5. Why are three centers of dilation collinear when one makes a composition of two dilations?

This will only work when the product of the ratios of dilation is not equal to 1. If the product is 1, then the figure is translated, and there will be no common center of dilation. If the product of the ratios is 1, then the lines connecting corresponding points are parallel, and thus will never intersect to form a third center of dilation.

When are two circles related by a dilation?

Dilation will work for circles. The center of dilation for circles is the point at which the tangent lines for the two circles meet. The line connecting the centers of the circles will pass through this center also, just as it is a point to be dilated by the ratio.

Justify Monge's Theorem:

I can see the similarities between the finding of a third center of dilation that is collinear to the previous two centers when making a composition of two dilations, and with Monges Theorem activity that finds the external tangents for each pair of a set of three circles. In fact, thats exactly what dilation does to a set of two circles; a center gives two tangent lines to each pair of circles. In both cases the centers, or points of tangent intersection are collinear.

6. Web page http://www.geom.umn.edu/~banchoff/mongepappus/MP.html. New mathematical idea.

This web page explains many of the same concepts that we just developed while completing the Monge lab. It explains that the external tangents to three circles will form intersection points that are collinear. The web page then suggested that this is just showing three points of dilation on three circles. What I found to be interesting was the continuation of this idea when four spheres were used instead of circles. The four spheres then have six pairs, forming six points of intersection, these six points are coplaner. I enjoyed seeing a concept that was found by our group through guided discovery in a lab assignment, used and developed in a third dimension.

7. Use the picture of the hexagon inscribed in a circle in our packet. Does this remind one of Monge's Theorem?

This sketch does remind me of Monge's theorm simply because there are three intersection points shown and they seem to be collinear. I have had trouble making a similar sketch on Geometer's Sketchpad, that works. Basically, what I see happening is three pairs of chords (of the hexagon) are extended. With each pair, the other vetex of the hexagon (the one not included in the pair) is found in the internal angle of the intersecting pair.

Below is a picture of this sketch where the intersections of non-consecutive sides of an inscribed hexagon in a circle. The intersection points are collinear.

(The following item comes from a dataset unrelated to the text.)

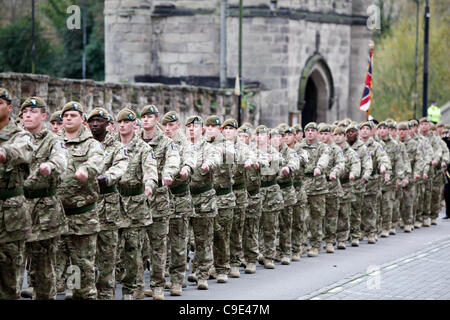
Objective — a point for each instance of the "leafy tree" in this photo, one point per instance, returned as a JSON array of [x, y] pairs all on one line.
[[15, 51]]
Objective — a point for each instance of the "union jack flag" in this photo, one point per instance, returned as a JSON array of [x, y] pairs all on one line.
[[367, 92]]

8. Making the tangent to a circle with a straight-edge and compass.

Step 1: Start by drawing a circle with your compass. Label the center A and the circle C1.

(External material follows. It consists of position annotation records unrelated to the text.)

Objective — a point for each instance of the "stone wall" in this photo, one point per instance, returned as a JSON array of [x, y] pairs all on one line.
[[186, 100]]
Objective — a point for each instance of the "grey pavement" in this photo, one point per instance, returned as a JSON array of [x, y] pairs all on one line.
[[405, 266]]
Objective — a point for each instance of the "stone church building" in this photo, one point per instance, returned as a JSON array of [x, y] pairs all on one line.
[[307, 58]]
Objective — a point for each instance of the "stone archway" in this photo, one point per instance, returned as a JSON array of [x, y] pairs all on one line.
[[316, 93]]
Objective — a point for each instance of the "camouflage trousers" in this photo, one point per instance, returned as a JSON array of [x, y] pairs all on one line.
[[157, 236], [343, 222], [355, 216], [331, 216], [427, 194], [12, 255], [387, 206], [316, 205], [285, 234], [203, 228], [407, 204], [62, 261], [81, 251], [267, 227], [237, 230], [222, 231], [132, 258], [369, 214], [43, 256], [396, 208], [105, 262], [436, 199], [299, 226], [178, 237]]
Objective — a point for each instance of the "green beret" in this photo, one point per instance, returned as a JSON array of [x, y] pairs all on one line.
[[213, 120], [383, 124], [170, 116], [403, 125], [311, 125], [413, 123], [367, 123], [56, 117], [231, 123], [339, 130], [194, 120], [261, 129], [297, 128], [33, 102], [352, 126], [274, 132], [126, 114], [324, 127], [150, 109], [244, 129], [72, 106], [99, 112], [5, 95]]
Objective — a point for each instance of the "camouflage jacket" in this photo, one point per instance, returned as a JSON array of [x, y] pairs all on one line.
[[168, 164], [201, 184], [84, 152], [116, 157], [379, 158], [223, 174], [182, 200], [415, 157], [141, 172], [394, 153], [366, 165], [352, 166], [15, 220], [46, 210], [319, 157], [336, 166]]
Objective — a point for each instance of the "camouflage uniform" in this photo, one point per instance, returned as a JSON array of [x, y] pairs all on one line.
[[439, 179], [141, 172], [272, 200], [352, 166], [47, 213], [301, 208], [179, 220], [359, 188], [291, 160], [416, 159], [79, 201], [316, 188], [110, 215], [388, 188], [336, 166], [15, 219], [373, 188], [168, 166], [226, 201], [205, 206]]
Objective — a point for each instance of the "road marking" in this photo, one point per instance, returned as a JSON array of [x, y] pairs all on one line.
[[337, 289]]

Step 2: Pick any point outside the circle. Label it Q.

Step 3: Using the straight edge, connect the center of the circle, point A, with the point outside the circle, Q.

Step 4: Find the midpoint of segment AQ. In order to find the midpoint we will construct the perpendicular bisector of AQ. If you have forgotten how to do this, use these tips. Set compass at some set width. Sweep two arcs, using both A and Q for centers. Construct the line connecting the two points where these arcs intersect. This is the perpendicular bisector. Label the point where it intersects segment AQ, M. Point M is the midpoint of AQ.

Step 5: Now make another circle. This time make point M the center of the circle. Set the compass at the width of the distance from M the Q. Draw the circle. Label it circle C2. The circle should go through both Q and A. Remember, the center is at M.

Step 6: Now, label the points of intersection between circles C1 and C2. Label them X and Y.

Step 7: Using your straight edge, draw a line connecting point X to point Q. Draw another line connecting point Y to point Q. These lines are the tangent lines to circle C1 to point Q.

You now have constructed the tangent lines to a circle!!